Yazıtların Yunan demokrasisi ile ilgili bilgi edinmemizde büyük rolleri vardır. Atina’daki demokratik hükümet formu nedeniyle halk kayıtlarına geniş ölçüde ihtiyaç vardır. Antik Yunanistan’da yazıtlar bronz plakalara, taş üzerine, beyaz renkli tuğlalara yazılırdı İlk çağdan günümüze ulaşabilen yazıtları resmi ve özel olarak iki ana başlık altında inceleyebiliriz. Yazıtların sayıca az fakat daha önemli kısmını oluşturan resmi yazıtlar arasında yasaları, antlaşma metinlerini, finans işlerini içeren yazıları, resmi yapılardaki ithaf yazılarını, resmi adak ve onurlandırmaları sayabiliriz. Özel nitelikli yazıtların büyük bir çoğunluğunu, şüphesiz mezar yazıtları oluşturur. Ayrıca, kişisel adaklar, kölelerin özgürlük beratları, vasiyetnameler, onurlandırmalar, mülkiyet yazıtları, büyü ve lanetlemeler yer alır. Taş üzerine yazılan yazıtlar; kanunları, meclisten geçen yasaları, şehirler arası bağlantıları ve ilişkileri, savaş anılarını, tapınaklara ait mal listelerini, çeşitli spor müsabakaları ve kazananların isimlerini, satılık mal listelerini, gelir ve vakıf kayıtlarını içerir. Ancak hiçbir bölgenin yazıtı Atina’daki yazıtlar gibi numaralandırılmamışlardır. Ordu için istenen kişilerin listesi beyaz renkli tahtalara yazılır ve Agora’da gösterilirdi. Diğer kayıtlar da papirüslere yazılır ve Metroon adı verilen tanrıların anası mabedinde saklanırdı. Metroon, Agora’da meclisin yanında yer alır. Burası, halk tarafından da kullanılabilen ve halka hizmet eden bir arşiv görevini görür. Atina, yüksek kalitedeki mermere ulaşabiliyordu. Bu mermer sadece yazıtlarda değil, heykel ve bir takım mimari öğelerde de kullanılıyordu.

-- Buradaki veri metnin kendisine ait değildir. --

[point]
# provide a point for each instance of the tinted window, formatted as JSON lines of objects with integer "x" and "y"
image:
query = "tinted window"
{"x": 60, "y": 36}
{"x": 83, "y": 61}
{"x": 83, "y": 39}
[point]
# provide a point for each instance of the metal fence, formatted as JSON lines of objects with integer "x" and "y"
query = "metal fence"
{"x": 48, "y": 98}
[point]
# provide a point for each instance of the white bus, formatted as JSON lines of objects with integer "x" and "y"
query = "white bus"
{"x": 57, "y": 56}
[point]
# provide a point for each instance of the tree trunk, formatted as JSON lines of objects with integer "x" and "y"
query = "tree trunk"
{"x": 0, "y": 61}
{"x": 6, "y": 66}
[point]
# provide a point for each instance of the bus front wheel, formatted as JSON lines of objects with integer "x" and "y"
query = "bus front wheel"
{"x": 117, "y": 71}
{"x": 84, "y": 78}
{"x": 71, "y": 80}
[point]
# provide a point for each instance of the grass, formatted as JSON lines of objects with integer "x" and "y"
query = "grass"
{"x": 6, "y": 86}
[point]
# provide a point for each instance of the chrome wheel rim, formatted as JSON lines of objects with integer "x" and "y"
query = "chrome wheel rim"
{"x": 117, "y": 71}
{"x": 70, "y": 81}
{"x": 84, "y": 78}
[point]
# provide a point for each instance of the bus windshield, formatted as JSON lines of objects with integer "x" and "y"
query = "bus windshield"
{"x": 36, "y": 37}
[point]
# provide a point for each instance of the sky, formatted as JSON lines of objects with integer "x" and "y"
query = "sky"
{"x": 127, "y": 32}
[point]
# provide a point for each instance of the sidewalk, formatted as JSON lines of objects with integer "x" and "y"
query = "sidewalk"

Uygun mermer ocağı bulunmayan bazı şehirlerde kayıtlar, bronz plakalara kazınır ve bu plakalar da asılırdı. Zengin ve yetkili kişiler, sahip oldukları şeyler için tanrılara teşekkür ya da adak içerikli yazıtlar sunarlardı. Ayrıca çanak – çömlek ve vazo boyacıları da imzalarını eserlerinin üzerine atarlardı. Çok sayıda yazıtın birlikte incelendiği epigrafik yayınlarda, yazıtların genellikle konularına göre gruplara ayrıldığı ve her grubun kronolojik bir düzen içinde sunulmasına özen gösterildiği gözlenir. Örneğin, çok sayıda mezar yazıtı içeren yazıt koleksiyonlarında, bu yazıtların ölü adlarının alfabetik bir sıraya göre sıralanması mümkündür. Niteliği anlaşılamayan yazıtlar Fragmenta Incerta adı altında bir başlıkta toplanır.YAZIT TÜRLERİ
- 1) Yasalar, Dekretler DECRETA
- 2) Onur Yazıtları TİTULİ HONORARİİ
- 3) Adaklar DEDİCATİONES
- 4) Mezar Yazıtları TİTULİ SEPULCRALES
- 5) Kataloglar, Listeler KATALOGİ
- 6) Bina Yazıtları TİTULİ AGONİSTİCİ
- 7) Mil Taşları MİLİARİA
- 8) Agnostik, Sportif Yazıtlar TİTULİ AGONİSTİCİ
- 9) Sınır Yazıtları TERMİNİ
- 10) Sanatçı İmzaları SİGNATURE ARTİFİCUM
- 11) Büyü ve Lanetlemeler TABELLAE DEFİXİONUM
- 12) Mektuplar EPİSTULAE
Antik kaynaklar bize eski Yunan ve Romalıların bir takvim kullandıklarını ve bu takvimde her ayın 29 ve ya 30 gün sürdüğünü gösterir. Bu takvimdeki ay isimleri, doğa olayları ve ya tanrı ve imparator isimlerinden aldıkları görülür. Bu takvim sisteminin en belirgin özelliği, her bölge ya da kentin önemli bir olayı takvim başlangıcı yani Era olarak kabul edilmesidir. Antik dönemde Yunanlılar hiçbir zaman ortak bir Era kullanmamışlardır.
ÖNEMLİ “ERA” LAR :
- Troia Savaşları Erası : M.Ö.1184 / İlk kaz Eratosthenes tarafından kullanılmıştır. * Olimpia Erası : M.Ö. 776 / İlk kez Timaios tarafından kullanılmış ve onu Polybios, Halikarnassos’lu Dionysos ve Pausanias izlemişleridir.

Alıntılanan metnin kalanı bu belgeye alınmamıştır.